Следовательно, наррация Виктора Пелевина имеет свой особый статус, это тип встречи с бунинским текстом, рецептивное преломление прозы И.А. Бунина в новых рамках расстановки героев/персонажей, отображения сюжета/темы и фиксации чувств. Тексты сближаются по принципу маски замещения, создания небуквальной копии. «Жизнь и приключения сарая номер XII» рефрен замечательного и отличного, имманентного и колеблющегося. Для автора жизнь на грани есть способ манифестировать экзистенцию в новый оборот восприятия, как бы вернуть читателя к первооснове жизни/бытия: «идея абсолютного начала и абсолютного конца истории неотделима от библейского откровения… Конец истории мыслить труднее, чем абсолютное начало; ведь эсхатология требует ответа на сложнейшие вопросы, связанные с человеческими судьбами» [15, с. 21]. Пространство и время пелевинского рассказа конкретно-условны, им больше характерна архетипическая составляющая: круг, кольцо, первообраз, мост. Таким образом, происходи объективации линии жизни, линии оценки, претворяется проспект эмоциональных поведений. Заглавный, условный образ настраивает читателя на волну философических эсхатологических рассуждений, ибо сам склонен к этому. Множественность толков онтологического характера корректируется также и символическими, мистическими учениями. В традициях дзен герой Виктора Пелевина может быть и созерцателем, и просветленным образом, и духовно совершенной фигурой, и высшей невыразимой буквально истиной.
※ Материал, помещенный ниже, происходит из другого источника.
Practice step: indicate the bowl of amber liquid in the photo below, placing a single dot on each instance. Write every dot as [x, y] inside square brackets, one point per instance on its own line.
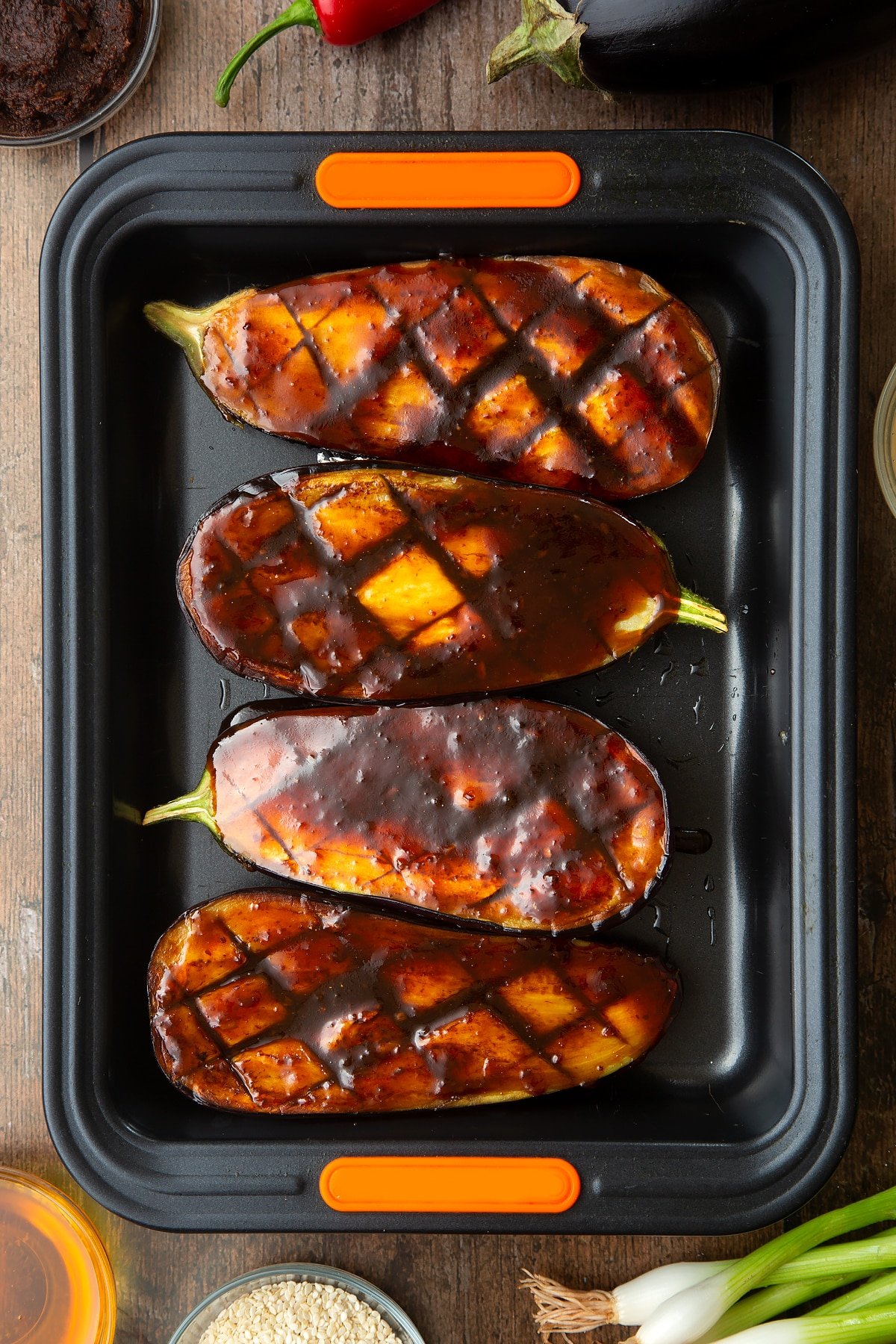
[55, 1280]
Эсхатологической контаминацией «Жизни и приключений сарая номер XII» становится три полюса – зримый, символический и вековечный. Первый связан с буквальным «источником или проводником» в иной мир «открытий» – это «велосипеды»: «Иногда, в жаркий летний день, когда мир вокруг затихал, он тайно отождествлял себя то со складной «Камой», то со «Спутником» и испытывал два разных вида полного счастья» [17, с. 34-35]. Движение жизни зримо соотносится с механистической конструкцией, сигнализирует о желании преодолеть пространственные рубежи. Вторым становится «обруч», «металлическое кольцо», «замкнутая окружность». Конкретизация уже имманентного порядка: «хозяин, уезжая, забыл обруч, оставшийся единственной реальной частью его нынешней призрачной души, и поэтому Номер XII теперь сильно напоминал себе замкнутую окружность» [17, с. 39]. Ощущение обреченности жизни, приближающийся неминуемый финал. И, наконец, третий – это «сверкающая точка в небе». Созвучны в данном случае финалы и Бунина, и Пелевина. У Бунина читаем: ««В дали рощи, из-за кладбищенской церкви, вдруг что-то мелькнуло и с бешеной быстротой, темным клубком понеслось на меня – я, вне себя, шарахнулся в сторону, вся голова у меня сразу оледенела и стянулась, сердце рванулось и замерло... Что это было? Пронеслось и скрылось» [10, с. 34-35]. Пелевин ориентирует: «В самой дальней видимой точке дороги появилось светящееся пятнышко. «Мотоцикл!» – подумала завхоз и крепче вжалась в дерево… Светлое пятно приближалось, и стало видно, что оно не движется по дороге, а летит над ней. Еще секунда, и пятно превратилось в совершенно нереальную вещь – велосипед без велосипедиста… он светился и мерцал, меняя цвета… Не помня себя, завхоз вышла на середину дороги, и велосипед явным образом отреагировал на ее появление. Он снизился, сбавил скорость и описал над головой одуревшей женщины несколько кругов, потом поднялся вверх, застыл на месте и строго, как флюгер, повернул над дорогой. Провисев так мгновение или два, он тронулся наконец с места, разогнался до невероятной скорости и превратился в сверкающую точку в небе» [17, с. 46-47].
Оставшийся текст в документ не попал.